Jeff Rodriguez wrote:

> if ( (string = realloc(string, (size + strlen(argv[i])) * 2)) ==
> NULL )
> {
> perror("Could not allocate memory");
> exit(1);
> }

Aside from a few other errors that have already been pointed out, I
don't think you should be calling perror without first checking the
value of errno. I don't know off the top if my head whether realloc is
required to set errno, but my guess is that it is not. If it doesn't,
you may end up getting something like this:

Could not allocate memory: No error

Or something even more confusing, if errno has previously been set by a
different function.

This is also a guaranteed memory leak if realloc fails. The correct way
to use realloc is to store the result into a temporary pointer, and only
assign it to the destination pointer if it is non-null.

Finally, 1 is not a portable exit code. Consider using one of the
portable codes: 0, EXIT_SUCCESS, or EXIT_FAILURE.

-Kevin
--
My email address is valid, but changes periodically.
To contact me please use the address from a recent posting.

Kevin Goodsell wrote:
> Jeff Rodriguez wrote:
>
>> if ( (string = realloc(string, (size + strlen(argv[i])) * 2)) ==
>> NULL )
>> {
>> perror("Could not allocate memory");
>> exit(1);
>> }
>
>
> Aside from a few other errors that have already been pointed out, I
> don't think you should be calling perror without first checking the
> value of errno. I don't know off the top if my head whether realloc is
> required to set errno, but my guess is that it is not. If it doesn't,
> you may end up getting something like this:
>
> Could not allocate memory: No error
>
> Or something even more confusing, if errno has previously been set by a
> different function.
>
> This is also a guaranteed memory leak if realloc fails. The correct way
> to use realloc is to store the result into a temporary pointer, and only
> assign it to the destination pointer if it is non-null.
>
> Finally, 1 is not a portable exit code. Consider using one of the
> portable codes: 0, EXIT_SUCCESS, or EXIT_FAILURE.
>
> -Kevin

Not that I typically do the above (note how I said crude code), but how would
this be a guaranteed memory leak? If realloc fails the program exits. I'm not
sure I understand how that would cause a memory leak.

Jeff

Jeff Rodriguez wrote:
> Ben Pfaff wrote:
>
> > It depends on the operating system, shell, and other things. If
> > all you want to do is to break apart the string into words at
> > white space, I suggest you just write code to do it. It's not
> > too hard.
>
> Indeed: (crude code)
> #include <stdio.h>
> #include <string.h>
> #include <unistd.h>

*** Non-existent standard include ***

> #include <stdlib.h>
>
> int main(int argc, char *argv[])
> {
> int i;
> char *string = NULL;

*** Invading the systems name space. Use another id ***

> char *str = NULL;
> int size = 0;
>
> for ( i = 1; i < argc; i++ )
> {
> if ( strlen(argv[i]) > size )
> {
> if ( (string = realloc(string, (size + strlen(argv[i])) * 2)) == NULL )

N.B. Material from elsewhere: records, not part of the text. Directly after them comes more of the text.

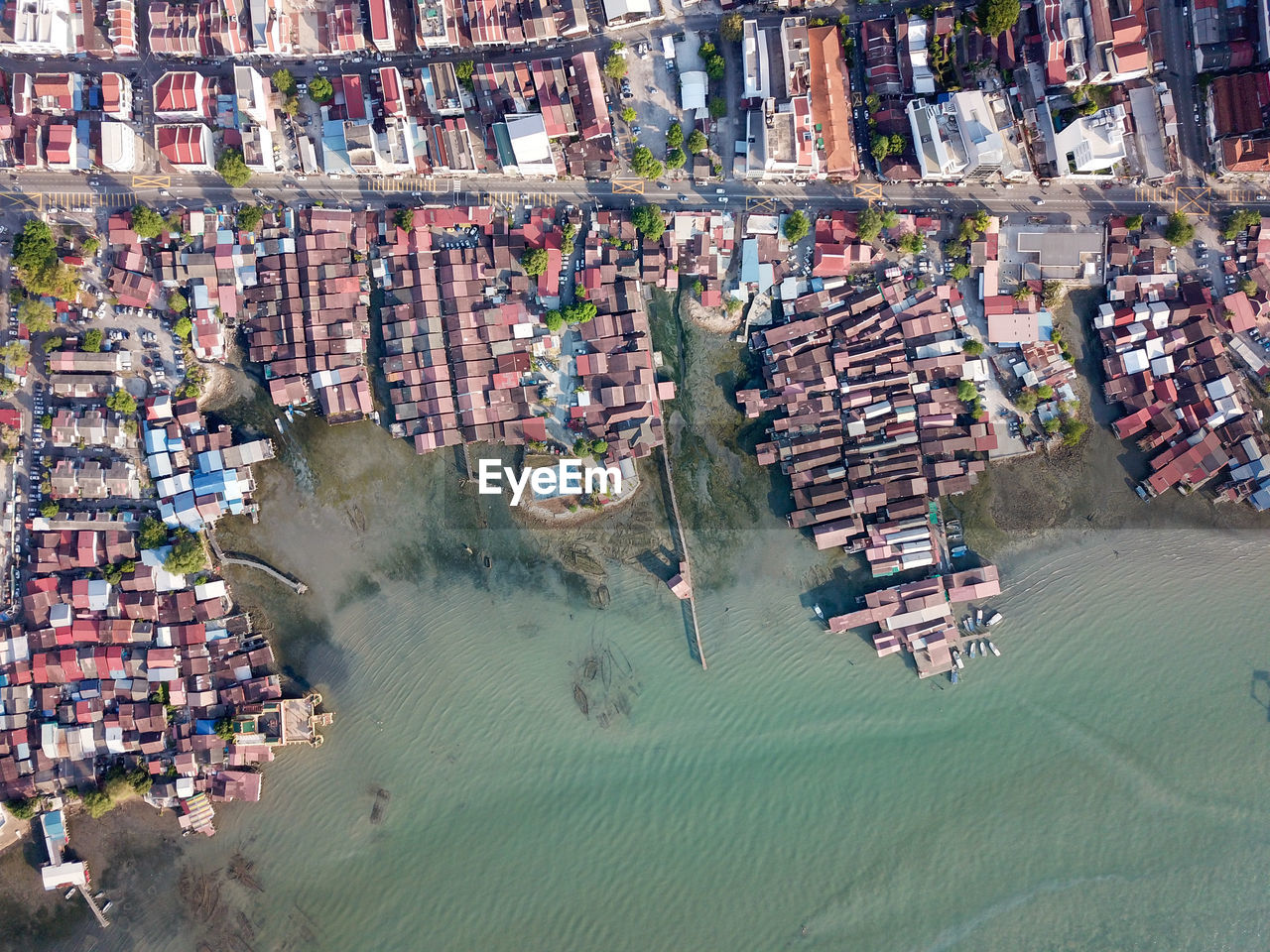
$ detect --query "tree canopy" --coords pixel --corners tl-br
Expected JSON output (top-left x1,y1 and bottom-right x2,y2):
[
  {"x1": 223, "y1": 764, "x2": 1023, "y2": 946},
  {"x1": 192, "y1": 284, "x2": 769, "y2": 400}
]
[
  {"x1": 978, "y1": 0, "x2": 1019, "y2": 40},
  {"x1": 105, "y1": 387, "x2": 137, "y2": 414},
  {"x1": 273, "y1": 68, "x2": 296, "y2": 96},
  {"x1": 631, "y1": 146, "x2": 666, "y2": 178},
  {"x1": 137, "y1": 516, "x2": 168, "y2": 548},
  {"x1": 132, "y1": 204, "x2": 168, "y2": 239},
  {"x1": 163, "y1": 528, "x2": 207, "y2": 575},
  {"x1": 718, "y1": 13, "x2": 745, "y2": 44},
  {"x1": 1165, "y1": 212, "x2": 1195, "y2": 246},
  {"x1": 1221, "y1": 208, "x2": 1261, "y2": 241},
  {"x1": 782, "y1": 208, "x2": 812, "y2": 241},
  {"x1": 521, "y1": 248, "x2": 548, "y2": 278},
  {"x1": 309, "y1": 76, "x2": 335, "y2": 104},
  {"x1": 631, "y1": 204, "x2": 666, "y2": 241},
  {"x1": 18, "y1": 298, "x2": 56, "y2": 334},
  {"x1": 856, "y1": 205, "x2": 881, "y2": 244},
  {"x1": 216, "y1": 146, "x2": 251, "y2": 187},
  {"x1": 236, "y1": 204, "x2": 264, "y2": 231}
]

*** Harmless in this context, but an evil habit ***
Try something like:
if (tmp = realloc(old, (size + strlen(argv[i])) *
2))
old = tmp;
else {
/* failure */
}

> {
> perror("Could not allocate memory");
> exit(1);
> }
> }


--
Chuck F () ()
Available for consulting/temporary embedded and systems.
<http://cbfalconer.home.att.net> USE worldnet address!

Jeff Rodriguez wrote:

> If main is prototyped as:
> int main(int argc, char *argv[]);
>
> You will end up with a bunch of arguments in *argv, and the number in
> argc. Now what I want to do is emulate that same action on a string. Say
> for example I have:
>
> char *command = "./blah --arg1 --arg2 123 -x --arg2=w00t"
>
> How do I acheive the same effect as in main()?
>
>
> Jeff

A simple hack is to use another C program that simply prints out its command
line arguments to a known file. Then invoke said program with the system
call:

/* assume that our argv printer is called cmdline
and is accessible through a "system" call */
char *command = "./cmdline ./blah --arg1 --arg2 123 -x --arg2=w00t";

system(command);

/* now read the file produced by cmdline to get
argv parsed version of command */

-nrk.

nrk wrote:

> Jeff Rodriguez wrote:
>
>> If main is prototyped as:
>> int main(int argc, char *argv[]);
>>
>> You will end up with a bunch of arguments in *argv, and the number in
>> argc. Now what I want to do is emulate that same action on a string. Say
>> for example I have:
>>
>> char *command = "./blah --arg1 --arg2 123 -x --arg2=w00t"
>>
>> How do I acheive the same effect as in main()?
>>
>>
>> Jeff
>
> A simple hack is to use another C program that simply prints out its
> command line arguments to a known file. Then invoke said program with the
> system call:
>
> /* assume that our argv printer is called cmdline
> and is accessible through a "system" call */
> char *command = "./cmdline ./blah --arg1 --arg2 123 -x
> --arg2=w00t";
>
> system(command);
>
> /* now read the file produced by cmdline to get
> argv parsed version of command */
>
> -nrk.

Just in case you're wondering what an "argv printer" might look like

#include <stdio.h>

int main(int argc, char **argv) {
while ( *argv ) {
printf("%s\n", *argv);
++argv;
}

return 0;
}

If you want one that ignores argv[0]:

#include <stdio.h>

int main(int argc, char **argv) {
if ( argc )
while ( *++argv ) printf("%s\n", argv);

return 0;
}

-nrk.